Google detailed its security approach for Chrome’s agentic features, which enable automated actions like booking tickets or shopping, addressing potential data and financial risks.
Google employs several models to manage agentic actions. A User Alignment Critic, built with Gemini, scrutinizes action items generated by the planner model. If the critic model determines planned tasks do not align with user goals, it prompts the planner to re-evaluate the strategy. The critic model accesses only metadata of proposed actions, not actual web content.
To restrict agent access to disallowed or untrustworthy sites, Google utilizes Agent Origin Sets. These sets confine the model to specific read-only and read-writeable origins. Read-only origins define content Gemini can consume; for example, product listings on a shopping site are relevant, but banner ads are not. The agent can only interact with designated iframes on a page.
In a blog post, the company stated, “This delineation enforces that only data from a limited set of origins is available to the agent, and this data can only be passed on to the writable origins. This bounds the threat vector of cross-origin data leaks. This also gives the browser the ability to enforce some of that separation, such as by not even sending to the model data that is outside the readable set.”
Google monitors page navigation via another observer model to prevent access to harmful model-generated URLs.

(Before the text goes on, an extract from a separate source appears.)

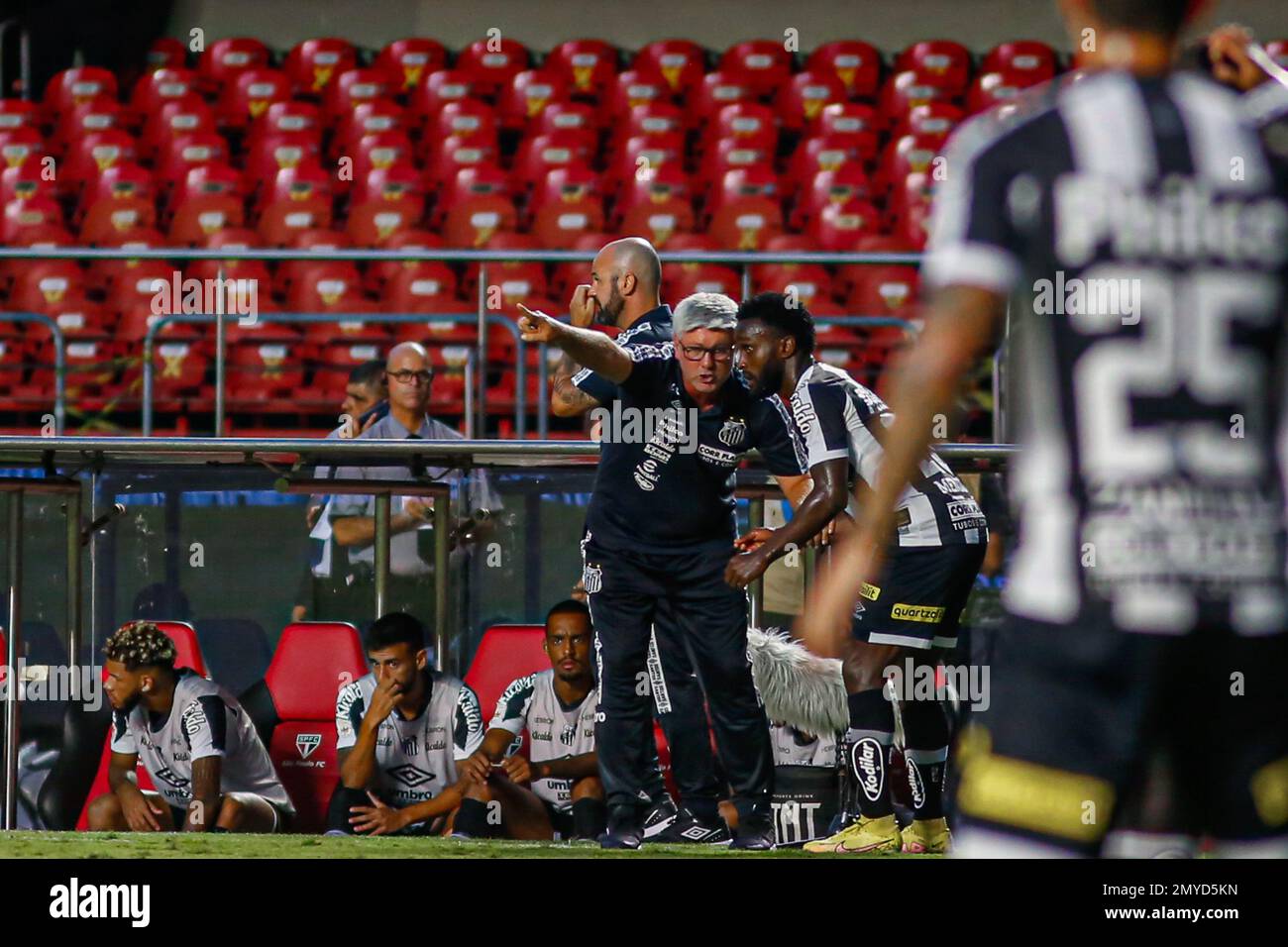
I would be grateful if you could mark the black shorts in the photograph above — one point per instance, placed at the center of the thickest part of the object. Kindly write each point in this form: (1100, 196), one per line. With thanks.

For sensitive tasks, Google requires user consent. If an agent attempts to access sensitive sites, such as banking or medical platforms, it requests user permission. Should a site require signing in, Chrome will prompt for user permission to utilize the password manager; the agent’s model does not access password data. Users will be asked before the agent initiates actions like making a purchase or sending a message.
Google also employs a prompt-injection classifier to prevent unwanted actions and is evaluating agentic capabilities against attacks developed by researchers. Earlier this month, Perplexity released an open-source content detection model to counter prompt injection attacks against agents.